Школа располагалась в небольшом домике и не могла вместить в себя всю ребятню, которой год от года все больше прибывало в поселке. Поэтому уже в следующем 1934 году началось строительство новой школы. Приехал в поселок еще один учитель – Василий Иванович Камаев.
Они приходили на это строительство, смотрели, как поднимается бревенчатое здание, в котором кроме школы будут еще и клуб и столовая. И радовались всякой перемене, всякому новому венцу, новой доске, новому наличнику на окнах.
Теперь Василий часто водил Прасковью на опытные делянки, рассказывая и обращая ее внимание на особенности того или иного сорта. Потому и его дело – дело селекционера – становилось ее делом, ее радостью и надеждой. И когда встречались на следующий день или после его командировок в колхозы, в другие районы, в Иркутск, и, зная, что он уже побывал на своих делянках, она неизменно спрашивала:
– Как там наша пшеница: подросла, скоро заколосится?
И он отвечал, подражая старику Зиновьеву, и нарочно напуская на себя степенность ученого человека:
– Пшаничка ниче себе. Отдельны екземпляры прям-таки на удивленье замечательные. Будет вам сорт, уважаемая Прасковья Евдокимна. Тока проверить аще надобно будет, поглядеть, чё и как…
Она заливалась смехом, смеялся и он, Вася Маркин – молодой и счастливый тем, что есть у него любимая работа, есть и любимая девушка – самая что ни на есть лучшая на всем белом свете.

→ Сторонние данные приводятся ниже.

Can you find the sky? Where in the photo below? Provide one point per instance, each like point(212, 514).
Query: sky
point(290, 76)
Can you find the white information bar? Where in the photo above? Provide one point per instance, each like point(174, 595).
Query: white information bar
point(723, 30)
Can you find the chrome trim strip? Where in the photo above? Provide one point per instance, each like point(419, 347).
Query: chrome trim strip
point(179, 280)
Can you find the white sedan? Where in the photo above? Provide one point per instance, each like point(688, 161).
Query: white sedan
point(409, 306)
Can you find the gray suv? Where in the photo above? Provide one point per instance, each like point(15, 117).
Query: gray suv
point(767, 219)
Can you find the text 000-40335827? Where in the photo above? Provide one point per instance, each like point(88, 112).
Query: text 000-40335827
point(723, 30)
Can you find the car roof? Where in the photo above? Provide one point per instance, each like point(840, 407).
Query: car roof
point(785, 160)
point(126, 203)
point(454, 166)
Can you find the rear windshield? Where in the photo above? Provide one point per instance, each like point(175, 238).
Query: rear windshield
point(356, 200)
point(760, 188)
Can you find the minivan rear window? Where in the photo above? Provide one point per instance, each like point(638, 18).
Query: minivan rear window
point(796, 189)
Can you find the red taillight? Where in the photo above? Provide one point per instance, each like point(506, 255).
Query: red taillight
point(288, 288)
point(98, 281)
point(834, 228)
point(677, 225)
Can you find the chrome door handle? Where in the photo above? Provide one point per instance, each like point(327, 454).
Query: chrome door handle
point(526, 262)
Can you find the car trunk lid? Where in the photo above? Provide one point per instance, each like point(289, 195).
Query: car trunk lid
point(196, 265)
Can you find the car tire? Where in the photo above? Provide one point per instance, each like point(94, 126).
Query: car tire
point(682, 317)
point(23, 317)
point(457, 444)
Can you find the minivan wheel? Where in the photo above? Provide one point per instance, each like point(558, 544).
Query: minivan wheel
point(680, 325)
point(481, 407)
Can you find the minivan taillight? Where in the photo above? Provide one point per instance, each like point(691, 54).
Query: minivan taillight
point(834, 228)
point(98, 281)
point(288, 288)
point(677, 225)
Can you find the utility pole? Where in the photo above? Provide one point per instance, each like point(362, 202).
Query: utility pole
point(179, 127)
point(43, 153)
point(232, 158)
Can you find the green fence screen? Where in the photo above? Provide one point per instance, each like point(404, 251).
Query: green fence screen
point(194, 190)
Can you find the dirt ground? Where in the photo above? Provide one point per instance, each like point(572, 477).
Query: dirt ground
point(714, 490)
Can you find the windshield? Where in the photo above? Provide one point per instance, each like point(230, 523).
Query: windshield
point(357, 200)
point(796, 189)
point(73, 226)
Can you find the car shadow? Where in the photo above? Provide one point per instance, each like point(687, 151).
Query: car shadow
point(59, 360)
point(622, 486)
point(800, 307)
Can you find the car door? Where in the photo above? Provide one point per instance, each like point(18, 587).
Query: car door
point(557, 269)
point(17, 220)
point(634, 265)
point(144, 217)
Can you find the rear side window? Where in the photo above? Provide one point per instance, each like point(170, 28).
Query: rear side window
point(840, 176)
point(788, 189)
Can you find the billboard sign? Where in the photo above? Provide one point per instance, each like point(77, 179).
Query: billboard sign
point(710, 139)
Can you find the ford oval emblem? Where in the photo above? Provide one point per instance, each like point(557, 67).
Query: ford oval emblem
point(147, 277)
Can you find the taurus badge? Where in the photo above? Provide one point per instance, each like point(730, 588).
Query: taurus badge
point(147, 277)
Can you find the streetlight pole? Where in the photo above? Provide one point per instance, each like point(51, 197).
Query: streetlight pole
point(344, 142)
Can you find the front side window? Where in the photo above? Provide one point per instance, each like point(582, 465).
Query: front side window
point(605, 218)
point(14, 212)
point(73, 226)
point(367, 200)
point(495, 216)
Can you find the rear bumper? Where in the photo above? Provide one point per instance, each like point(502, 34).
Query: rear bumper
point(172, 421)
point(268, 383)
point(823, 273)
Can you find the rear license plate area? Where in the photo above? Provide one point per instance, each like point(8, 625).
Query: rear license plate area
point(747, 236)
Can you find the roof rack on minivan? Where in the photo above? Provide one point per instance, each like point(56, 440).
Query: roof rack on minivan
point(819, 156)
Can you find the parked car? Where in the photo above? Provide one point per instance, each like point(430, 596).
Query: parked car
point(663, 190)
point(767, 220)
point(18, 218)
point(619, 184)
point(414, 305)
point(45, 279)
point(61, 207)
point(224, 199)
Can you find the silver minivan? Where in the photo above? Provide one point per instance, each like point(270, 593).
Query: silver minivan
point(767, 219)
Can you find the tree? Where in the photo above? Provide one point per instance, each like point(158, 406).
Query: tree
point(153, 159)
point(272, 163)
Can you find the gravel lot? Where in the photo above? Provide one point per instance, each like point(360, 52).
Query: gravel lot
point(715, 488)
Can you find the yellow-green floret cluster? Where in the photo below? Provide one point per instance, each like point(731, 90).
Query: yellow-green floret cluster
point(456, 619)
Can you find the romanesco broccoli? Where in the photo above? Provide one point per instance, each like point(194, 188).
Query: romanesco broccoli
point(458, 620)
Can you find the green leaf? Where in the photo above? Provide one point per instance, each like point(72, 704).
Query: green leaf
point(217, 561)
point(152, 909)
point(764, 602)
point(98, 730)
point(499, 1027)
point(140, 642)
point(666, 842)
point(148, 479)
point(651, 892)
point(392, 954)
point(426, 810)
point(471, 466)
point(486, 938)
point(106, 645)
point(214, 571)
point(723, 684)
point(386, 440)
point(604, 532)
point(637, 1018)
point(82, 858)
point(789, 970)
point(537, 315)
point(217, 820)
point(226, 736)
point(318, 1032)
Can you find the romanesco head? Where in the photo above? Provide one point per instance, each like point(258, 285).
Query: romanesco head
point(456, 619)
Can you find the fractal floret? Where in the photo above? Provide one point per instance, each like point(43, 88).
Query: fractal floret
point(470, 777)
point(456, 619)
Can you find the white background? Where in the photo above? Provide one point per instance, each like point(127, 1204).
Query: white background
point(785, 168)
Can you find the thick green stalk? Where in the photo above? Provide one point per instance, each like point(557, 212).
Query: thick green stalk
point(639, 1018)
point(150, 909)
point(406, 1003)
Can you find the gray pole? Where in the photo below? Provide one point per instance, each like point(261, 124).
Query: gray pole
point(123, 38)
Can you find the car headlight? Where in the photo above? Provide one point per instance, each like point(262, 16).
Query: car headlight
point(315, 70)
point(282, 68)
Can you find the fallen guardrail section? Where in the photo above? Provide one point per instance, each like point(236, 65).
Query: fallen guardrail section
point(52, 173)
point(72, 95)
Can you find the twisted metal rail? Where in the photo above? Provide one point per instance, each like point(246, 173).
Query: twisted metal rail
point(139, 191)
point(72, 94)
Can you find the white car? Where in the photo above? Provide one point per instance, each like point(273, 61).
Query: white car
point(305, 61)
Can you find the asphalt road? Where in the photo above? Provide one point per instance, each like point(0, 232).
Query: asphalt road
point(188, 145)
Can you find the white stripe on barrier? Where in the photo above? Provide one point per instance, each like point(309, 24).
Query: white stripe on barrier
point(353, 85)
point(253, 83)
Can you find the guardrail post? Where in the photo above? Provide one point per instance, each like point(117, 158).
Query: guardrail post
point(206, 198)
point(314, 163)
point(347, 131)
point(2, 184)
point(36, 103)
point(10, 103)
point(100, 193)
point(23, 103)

А ближе к осени они подали в сельсовет заявление и уже никогда не расставались.
Молодоженам в радость была работа на огороде, в небольшом саду, где росли малина, смородина, крыжовник, дикая яблонька, черемуха. Вместе они ходили к ручью за светлой родниковой водицей, что протекал недалеко от их дома. Вместе в лес за грибами, ягодой. Вместе делали заготовки на зиму – варили варенье, солили огурцы, грибы, вместе копали картошку и засыпали в подполье.
Молодые завели корову, и Василий рано утром гнал ее в общее стадо, вечером встречала Прасковья. Той небольшой зарплаты, что получали каждый на своем месте, хватало на обновы, и обновам тем радовались, как дети.
К концу года живот Прасковьи округлился, и весной 1934-го у них родилась дочь. И это уже была полноценная молодая семья селекционера Маркина, чем он втайне гордился, и было ради кого жить.